The last two of these three choices require a great deal of discipline, patience, and, above all, experience.

Market uncertainty

Regular readers of my articles will know that in times of volatility, I like to go back and read articles and invested correspondence from other periods of market uncertainty. One of the best ways to prepare yourself for the future is to learn from the past. Learning from others' mistakes is a lot easier and a lot less painful than learning from your own mistakes. Even if you've lived through several bear markets, there's never any downside to going back and refreshing your memory of how to act in such environments.

The most prominent issue investors have to deal with right now is uncertainty. We don't know how big the coronavirus outbreak will ultimately become, or the impact it will have on the global economy. This means decision-making is even harder than usual.

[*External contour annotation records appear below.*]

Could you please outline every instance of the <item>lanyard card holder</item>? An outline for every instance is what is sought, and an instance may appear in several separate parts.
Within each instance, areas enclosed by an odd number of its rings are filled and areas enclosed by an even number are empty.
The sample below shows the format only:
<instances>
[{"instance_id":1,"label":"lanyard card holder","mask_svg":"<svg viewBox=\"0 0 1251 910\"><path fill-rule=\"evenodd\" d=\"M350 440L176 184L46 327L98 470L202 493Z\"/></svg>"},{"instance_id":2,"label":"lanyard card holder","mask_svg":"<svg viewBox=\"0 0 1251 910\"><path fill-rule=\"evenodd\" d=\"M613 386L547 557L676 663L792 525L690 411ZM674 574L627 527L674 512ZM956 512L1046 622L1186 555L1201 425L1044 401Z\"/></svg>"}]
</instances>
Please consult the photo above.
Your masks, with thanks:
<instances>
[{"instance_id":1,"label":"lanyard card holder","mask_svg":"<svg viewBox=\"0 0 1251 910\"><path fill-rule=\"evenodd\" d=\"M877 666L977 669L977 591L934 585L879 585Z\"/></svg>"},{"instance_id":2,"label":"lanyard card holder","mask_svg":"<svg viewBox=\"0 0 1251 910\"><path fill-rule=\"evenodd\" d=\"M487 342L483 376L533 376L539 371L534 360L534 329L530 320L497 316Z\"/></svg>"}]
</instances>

At the beginning of January 2008, Howard Marks (Trades, Portfolio) penned a memo to clients of Oaktree capital entitled "Now What?" At the time, the financial crisis was only just starting to unfold, and investors were faced with the same sort of uncertain environment that grips the market today.

Marks' advice for investors at the beginning of 2008 was to look for excellent bargains, but be wary of further market declines.

"I do think we're in the early going: the pain of price declines hasn't been felt in full, and it's too soon to be aggressive," he wrote in his memo. He went on to add, "things are somewhat cheaper," but they're not yet on the "bargain counter." With that being the case, Marks wrote:

"I'd recommend that clients begin to explore possible areas for investment, identify competent managers and take modest action. But still cautiously, and committing a fraction of their reserves...

"Don't try to catch a falling knife." That bit of purported wisdom is being heard a lot nowadays. Like other adages, it can be entirely appropriate in some instances, while in others, it's nothing but an excuse for failing to think independently. Yes, it can be dangerous to jump in after the first price decline. But it's unprofessional to hang back and refuse to buy when asset prices have fallen greatly, just because it's less scary to "wait for the dust to settle." It's not easy to tell the difference, but that's our job. We've made a lot of money catching falling knives in the last two decades. Certainly, we'll never let that old saw deter us from taking action when our analysis tells us there are bargains to be had."

Don't time the market

If there is one thing that always remains true in investing, it is that trying to time the market is impossible. Therefore, as Marks's comments suggest, trying to do that will not yield desirable results.

Instead, investors should concentrate on looking for value and buy this value when it becomes attractively priced.

There's no point trying to time the market to pick the precise moment when any particular asset has reached its lowest point. The energy spent doing this would be better used for researching new opportunities.

As Marks says, he's made a considerable amount of money over the years catching falling knives. There's no reason why it'll be different this time around. Quality businesses will always come out on top.

Disclosure: The author owns no share mentioned.